O apego a um ídolo religioso torna-se um perigo, uma teimosia infantil que, traduzida para o contexto da vida adulta, cria sentimentos perigosíssimos de obsessão, sejam a fascinação ou a subjugação. Até agora não se tem conhecimento de casos de pessoas em possessão por Chico Xavier, mas é provável que existam, e o apego a uma única pessoa, pouco se importando com o país e com a humanidade, é um risco ameaçador em vários aspectos, trazendo o azar e até a tragédia para muita gente.
Jesus Cristo e Allan Kardec nos alertaram, com muita antecedência, para os mistificadores que iriam usar a Boa Nova para dominar as pessoas e inserir nelas o obscurantismo moralista que garante as desigualdades sociais e o poder político-religioso próximo aos moldes da Idade Média. Lendo os livros doutrinários deixados por Chico Xavier, nota-se esse medievalismo que salta aos olhos, tão retrógrado que o "médium" teve que atribuir a autores mortos para não ser responsabilizado por ideias tão antigas e obsoletas.
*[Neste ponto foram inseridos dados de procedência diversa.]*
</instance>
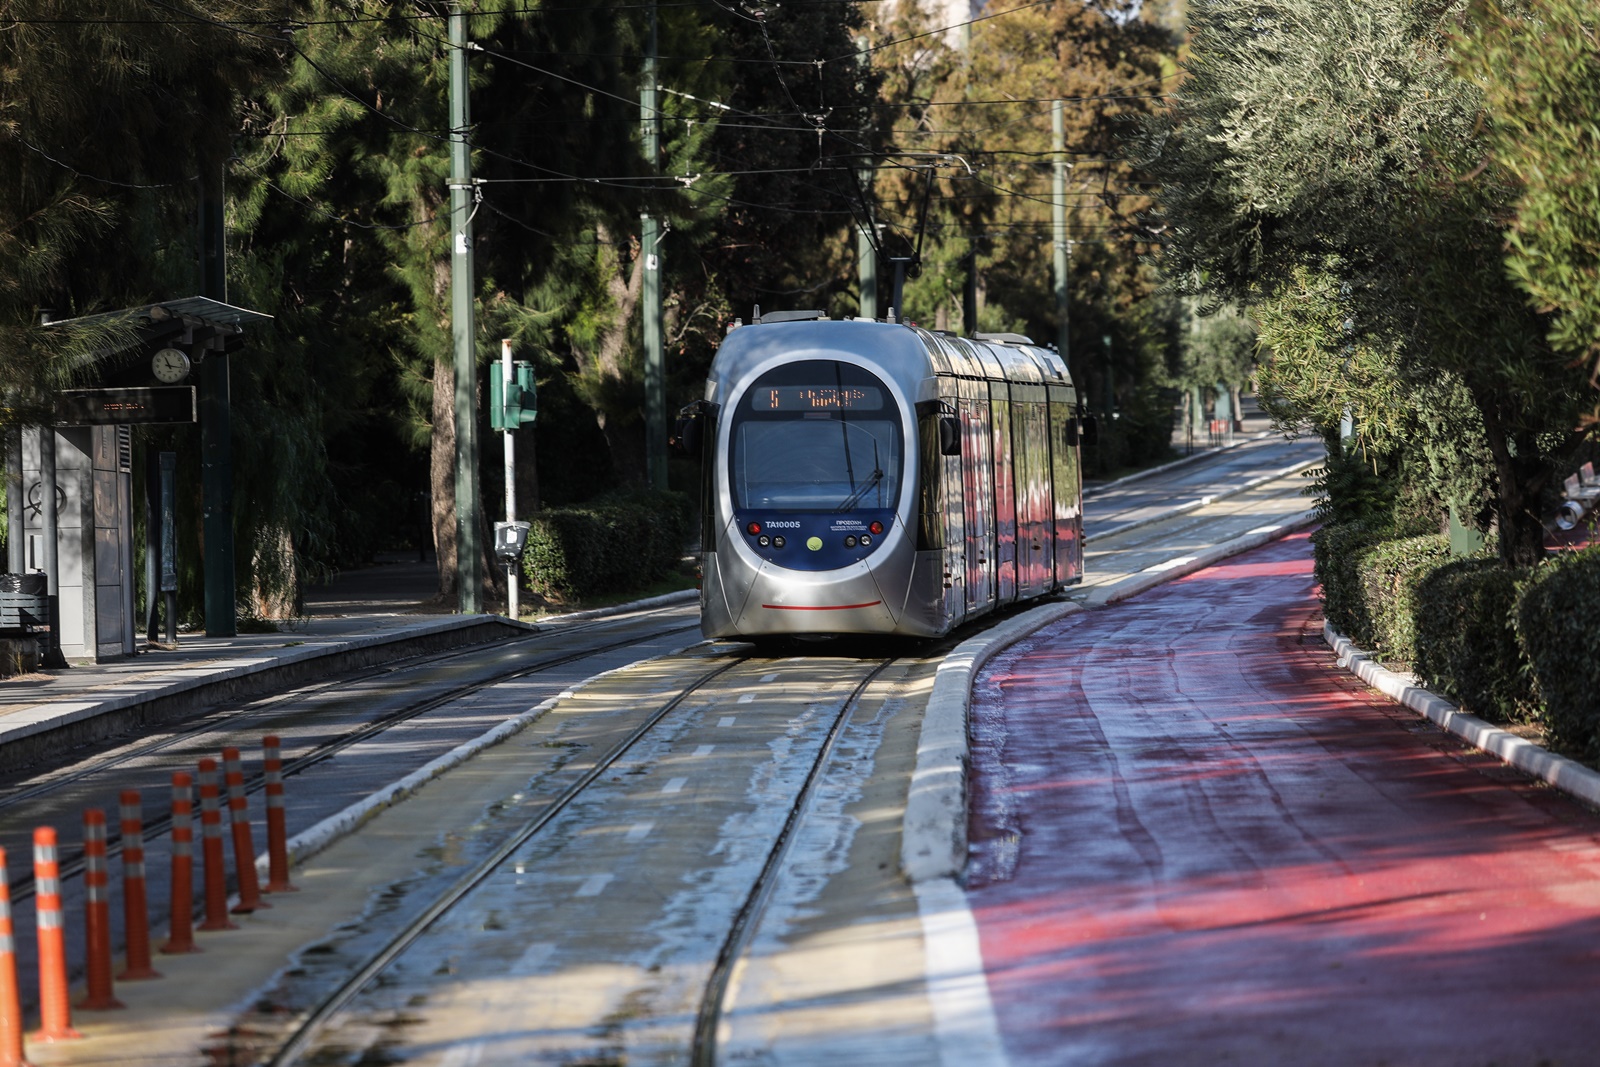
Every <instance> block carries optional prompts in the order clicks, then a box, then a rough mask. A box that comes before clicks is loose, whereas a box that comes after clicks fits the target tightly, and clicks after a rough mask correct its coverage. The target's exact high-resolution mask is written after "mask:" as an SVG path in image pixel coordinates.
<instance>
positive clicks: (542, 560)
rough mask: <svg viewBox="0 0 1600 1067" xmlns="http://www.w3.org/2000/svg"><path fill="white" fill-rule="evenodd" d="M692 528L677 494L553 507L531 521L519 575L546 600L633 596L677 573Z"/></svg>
mask: <svg viewBox="0 0 1600 1067" xmlns="http://www.w3.org/2000/svg"><path fill="white" fill-rule="evenodd" d="M690 523H691V506H690V501H688V498H686V496H685V494H682V493H662V491H635V493H618V494H608V496H603V498H597V499H594V501H589V502H586V504H574V506H568V507H552V509H547V510H544V512H539V514H538V515H536V517H534V518H533V520H530V528H528V547H526V549H525V550H523V555H522V569H523V574H525V576H526V579H528V587H530V589H533V590H534V592H536V593H542V595H547V597H549V595H555V597H562V598H568V600H571V598H578V600H581V598H587V597H602V595H608V593H622V592H632V590H637V589H643V587H645V585H650V584H651V582H654V581H659V579H661V577H664V576H666V574H669V573H672V571H674V569H675V568H677V566H678V561H680V560H682V558H683V544H685V541H686V539H688V534H690Z"/></svg>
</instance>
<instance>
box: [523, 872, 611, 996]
mask: <svg viewBox="0 0 1600 1067" xmlns="http://www.w3.org/2000/svg"><path fill="white" fill-rule="evenodd" d="M605 877H606V878H610V877H611V875H605ZM554 953H555V944H554V942H549V941H534V942H533V944H531V945H528V947H526V949H523V952H522V955H520V957H517V961H515V963H512V965H510V973H512V977H528V976H530V974H538V973H539V971H541V969H544V961H546V960H549V958H550V957H552V955H554Z"/></svg>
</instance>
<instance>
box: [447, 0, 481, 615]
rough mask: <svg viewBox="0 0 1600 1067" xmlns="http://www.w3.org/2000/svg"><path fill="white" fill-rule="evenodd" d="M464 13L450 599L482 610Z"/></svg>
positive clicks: (458, 55)
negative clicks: (455, 432) (467, 142)
mask: <svg viewBox="0 0 1600 1067" xmlns="http://www.w3.org/2000/svg"><path fill="white" fill-rule="evenodd" d="M469 123H470V118H469V107H467V16H466V14H462V11H461V5H459V3H458V5H453V6H451V10H450V230H451V250H450V334H451V339H453V341H454V355H456V360H454V365H456V603H458V606H459V609H461V614H477V613H478V611H482V609H483V605H482V590H480V587H478V574H480V569H482V558H483V545H482V544H478V512H480V501H478V405H477V355H475V352H474V344H472V341H474V328H472V291H474V288H475V286H474V278H472V197H470V195H469V194H470V192H472V157H470V155H469V152H467V126H469Z"/></svg>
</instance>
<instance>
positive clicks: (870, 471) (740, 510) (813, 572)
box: [701, 354, 915, 637]
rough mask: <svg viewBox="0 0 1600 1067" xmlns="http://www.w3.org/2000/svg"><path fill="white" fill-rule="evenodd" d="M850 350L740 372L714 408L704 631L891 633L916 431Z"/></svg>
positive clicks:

Seria necessário uma reeducação moral muito grande e intensa, e o uso dos argumentos lógicos para convencer as pessoas que é preferível abandonar a idolatria de uma figura religiosa de valor duvidoso do que se submeter a ela, como um escravo da fé cega. É inútil apenas deixar de falar em Chico Xavier ou admitir que ele "errou muito" e "tinha muitos defeitos", quando a idolatria permanece na mesma. O ideal é passar a rejeitá-lo, vendo nele um inimigo interno do Espiritismo, que anulou o legado kardeciano e o substituiu por uma repaginação do Catolicismo medieval.